Structural transformation of tricalcium silicate during hydration

Abstract

The structures of anhydrous calcium silicates Ca3SiO5(C3S), Ca2SiO4 (β-C2S and γ-C2S) and CaSiO3 (CS) have been examined and compared whereas the hydration products of the main cement component C3S have been studied by radial electron density distribution (RED) and infrared (IR) spectroscopy. The polymerization of the initially isolated silica tetrahedra in the course of the hydration process of C3S has been recognized by several authors as the responsible agent of the mechanical resistance developed during the hardening. In this work, the invoked polycondensation has been directly proven by the appearance in the RED curves, between 12 and 48 h, of Si–Si vectors at 3.1 Å and of half-a parameter contributions at 5.65 Å, which represent typical structural features of the poorly crystallized tobermorite-like CSH residue.
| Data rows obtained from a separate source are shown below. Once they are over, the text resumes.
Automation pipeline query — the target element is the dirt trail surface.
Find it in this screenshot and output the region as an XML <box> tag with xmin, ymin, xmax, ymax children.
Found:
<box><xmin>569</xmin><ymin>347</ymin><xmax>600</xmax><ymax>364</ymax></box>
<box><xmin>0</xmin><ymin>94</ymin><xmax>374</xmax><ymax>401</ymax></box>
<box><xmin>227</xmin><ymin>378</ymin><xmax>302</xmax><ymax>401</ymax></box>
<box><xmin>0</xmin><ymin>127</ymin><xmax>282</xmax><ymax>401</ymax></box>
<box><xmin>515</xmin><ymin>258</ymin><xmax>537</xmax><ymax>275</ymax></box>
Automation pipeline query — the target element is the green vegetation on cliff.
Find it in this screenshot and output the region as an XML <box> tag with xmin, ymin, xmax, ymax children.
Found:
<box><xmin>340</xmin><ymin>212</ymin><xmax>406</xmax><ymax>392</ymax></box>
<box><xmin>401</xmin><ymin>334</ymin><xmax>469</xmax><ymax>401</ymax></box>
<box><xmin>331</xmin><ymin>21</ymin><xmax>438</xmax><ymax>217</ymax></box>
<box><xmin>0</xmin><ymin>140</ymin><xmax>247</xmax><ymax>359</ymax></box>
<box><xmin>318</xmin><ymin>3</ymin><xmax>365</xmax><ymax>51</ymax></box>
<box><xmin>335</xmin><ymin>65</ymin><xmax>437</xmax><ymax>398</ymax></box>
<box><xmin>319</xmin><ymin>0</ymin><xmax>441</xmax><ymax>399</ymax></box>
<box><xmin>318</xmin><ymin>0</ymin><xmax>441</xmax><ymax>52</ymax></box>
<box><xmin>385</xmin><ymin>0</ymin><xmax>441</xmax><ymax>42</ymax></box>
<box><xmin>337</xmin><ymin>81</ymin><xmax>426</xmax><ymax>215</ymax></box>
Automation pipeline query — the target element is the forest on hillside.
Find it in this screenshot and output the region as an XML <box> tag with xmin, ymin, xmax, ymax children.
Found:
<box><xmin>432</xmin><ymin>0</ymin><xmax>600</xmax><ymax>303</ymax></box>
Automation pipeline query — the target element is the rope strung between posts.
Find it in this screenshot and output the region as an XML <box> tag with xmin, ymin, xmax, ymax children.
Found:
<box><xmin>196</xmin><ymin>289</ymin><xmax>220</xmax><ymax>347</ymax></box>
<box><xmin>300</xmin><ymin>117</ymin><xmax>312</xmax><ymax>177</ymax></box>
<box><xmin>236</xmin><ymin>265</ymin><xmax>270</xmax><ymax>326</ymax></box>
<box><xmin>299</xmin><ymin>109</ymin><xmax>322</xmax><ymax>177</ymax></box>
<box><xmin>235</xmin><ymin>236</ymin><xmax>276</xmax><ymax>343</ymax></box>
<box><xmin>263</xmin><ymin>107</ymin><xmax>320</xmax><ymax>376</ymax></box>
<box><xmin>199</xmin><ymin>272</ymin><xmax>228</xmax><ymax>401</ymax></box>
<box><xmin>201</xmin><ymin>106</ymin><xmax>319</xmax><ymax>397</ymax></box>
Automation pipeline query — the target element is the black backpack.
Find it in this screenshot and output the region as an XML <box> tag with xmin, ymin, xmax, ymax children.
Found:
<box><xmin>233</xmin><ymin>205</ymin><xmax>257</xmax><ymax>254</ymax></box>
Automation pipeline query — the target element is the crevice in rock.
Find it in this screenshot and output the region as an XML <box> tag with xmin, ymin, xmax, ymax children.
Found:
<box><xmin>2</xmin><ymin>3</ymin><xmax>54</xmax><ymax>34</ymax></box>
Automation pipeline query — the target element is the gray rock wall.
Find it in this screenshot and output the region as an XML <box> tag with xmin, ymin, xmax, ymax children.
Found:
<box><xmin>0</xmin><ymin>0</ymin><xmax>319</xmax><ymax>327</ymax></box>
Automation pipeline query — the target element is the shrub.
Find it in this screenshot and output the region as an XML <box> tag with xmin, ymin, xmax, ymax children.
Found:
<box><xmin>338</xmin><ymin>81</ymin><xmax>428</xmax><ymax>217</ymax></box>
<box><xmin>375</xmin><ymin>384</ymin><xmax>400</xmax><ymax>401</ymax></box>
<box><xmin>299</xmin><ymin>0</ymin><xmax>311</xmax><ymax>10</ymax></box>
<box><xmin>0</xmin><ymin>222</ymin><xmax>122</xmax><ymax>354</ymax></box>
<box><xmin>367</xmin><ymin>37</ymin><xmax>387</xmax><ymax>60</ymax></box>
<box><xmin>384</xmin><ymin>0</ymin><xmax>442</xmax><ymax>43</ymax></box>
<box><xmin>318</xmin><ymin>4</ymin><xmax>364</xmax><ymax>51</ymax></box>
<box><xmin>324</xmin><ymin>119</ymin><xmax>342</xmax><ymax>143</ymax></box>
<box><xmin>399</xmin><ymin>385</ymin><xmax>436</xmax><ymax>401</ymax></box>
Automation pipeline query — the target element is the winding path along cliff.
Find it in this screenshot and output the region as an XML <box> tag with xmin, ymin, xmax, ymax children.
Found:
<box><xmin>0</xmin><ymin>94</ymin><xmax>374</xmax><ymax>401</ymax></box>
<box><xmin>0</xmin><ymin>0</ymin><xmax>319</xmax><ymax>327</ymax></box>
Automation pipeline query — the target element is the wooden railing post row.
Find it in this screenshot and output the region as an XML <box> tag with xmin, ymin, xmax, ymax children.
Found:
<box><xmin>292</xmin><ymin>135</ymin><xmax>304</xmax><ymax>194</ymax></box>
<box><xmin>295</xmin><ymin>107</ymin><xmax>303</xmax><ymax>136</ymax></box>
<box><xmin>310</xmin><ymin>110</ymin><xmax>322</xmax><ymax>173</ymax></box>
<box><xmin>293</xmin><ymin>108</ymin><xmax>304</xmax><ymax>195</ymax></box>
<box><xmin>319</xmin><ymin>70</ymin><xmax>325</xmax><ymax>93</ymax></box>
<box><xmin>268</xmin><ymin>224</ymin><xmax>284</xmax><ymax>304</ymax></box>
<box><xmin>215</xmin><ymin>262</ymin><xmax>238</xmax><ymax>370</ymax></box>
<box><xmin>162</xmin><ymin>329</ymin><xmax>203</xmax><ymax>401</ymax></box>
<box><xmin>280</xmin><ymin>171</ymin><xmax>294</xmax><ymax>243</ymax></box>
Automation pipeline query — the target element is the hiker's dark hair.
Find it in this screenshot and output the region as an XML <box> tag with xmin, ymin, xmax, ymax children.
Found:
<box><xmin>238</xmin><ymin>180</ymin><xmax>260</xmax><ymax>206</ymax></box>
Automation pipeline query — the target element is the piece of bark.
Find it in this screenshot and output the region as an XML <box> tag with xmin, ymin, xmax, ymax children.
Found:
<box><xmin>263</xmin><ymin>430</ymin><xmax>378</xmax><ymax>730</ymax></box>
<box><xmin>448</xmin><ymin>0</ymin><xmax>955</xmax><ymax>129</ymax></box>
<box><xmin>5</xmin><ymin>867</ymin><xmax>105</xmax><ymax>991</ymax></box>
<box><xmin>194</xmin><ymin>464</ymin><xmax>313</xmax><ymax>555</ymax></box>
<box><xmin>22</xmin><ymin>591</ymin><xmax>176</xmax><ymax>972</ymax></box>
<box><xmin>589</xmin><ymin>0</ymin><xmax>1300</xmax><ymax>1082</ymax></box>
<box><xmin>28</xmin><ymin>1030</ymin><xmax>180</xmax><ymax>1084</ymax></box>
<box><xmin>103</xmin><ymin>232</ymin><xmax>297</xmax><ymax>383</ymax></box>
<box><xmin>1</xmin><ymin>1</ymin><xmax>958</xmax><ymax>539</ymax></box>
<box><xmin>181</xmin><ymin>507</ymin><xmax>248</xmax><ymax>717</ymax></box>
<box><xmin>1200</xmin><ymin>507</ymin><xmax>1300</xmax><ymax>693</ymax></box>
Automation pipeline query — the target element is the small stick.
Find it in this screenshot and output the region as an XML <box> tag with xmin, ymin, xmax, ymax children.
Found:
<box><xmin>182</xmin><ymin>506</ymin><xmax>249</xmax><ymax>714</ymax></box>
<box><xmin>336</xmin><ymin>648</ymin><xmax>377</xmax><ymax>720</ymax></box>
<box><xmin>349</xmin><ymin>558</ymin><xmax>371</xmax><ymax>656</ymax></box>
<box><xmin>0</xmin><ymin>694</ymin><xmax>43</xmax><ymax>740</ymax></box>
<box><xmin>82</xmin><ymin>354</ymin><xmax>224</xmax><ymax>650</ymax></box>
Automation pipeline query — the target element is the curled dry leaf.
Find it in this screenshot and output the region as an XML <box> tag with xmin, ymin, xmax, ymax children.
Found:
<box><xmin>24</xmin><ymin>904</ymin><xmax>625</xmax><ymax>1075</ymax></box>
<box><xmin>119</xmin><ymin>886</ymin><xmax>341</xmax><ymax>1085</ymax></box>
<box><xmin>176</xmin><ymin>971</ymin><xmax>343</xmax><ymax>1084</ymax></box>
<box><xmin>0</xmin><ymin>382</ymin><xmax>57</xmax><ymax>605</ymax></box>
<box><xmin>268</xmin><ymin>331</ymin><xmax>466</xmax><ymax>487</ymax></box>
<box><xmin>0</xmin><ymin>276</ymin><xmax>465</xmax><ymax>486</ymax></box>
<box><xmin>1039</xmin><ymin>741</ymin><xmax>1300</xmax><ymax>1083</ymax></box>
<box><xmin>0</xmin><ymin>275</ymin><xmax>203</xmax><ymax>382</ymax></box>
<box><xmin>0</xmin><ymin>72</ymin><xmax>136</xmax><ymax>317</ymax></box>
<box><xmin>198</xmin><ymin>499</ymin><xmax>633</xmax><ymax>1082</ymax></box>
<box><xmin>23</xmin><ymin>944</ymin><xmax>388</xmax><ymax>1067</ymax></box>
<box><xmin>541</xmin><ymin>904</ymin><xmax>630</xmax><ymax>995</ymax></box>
Independently, this structural transformation was also followed in IR spectra by the shift of the orthosilicate (C3S) Si—O stretching doublet 935–890 cm−1 toward a single higher-frequency band at 975 cm−1. Finally, assuming a linear hydration process, synthetic mixtures of the RED profiles of the three main components, i.e. C3S, tobermorite and CH, account reasonably, within the first 6 Å region, for the sample's RED profiles observed after up to 5 d hydration (63%).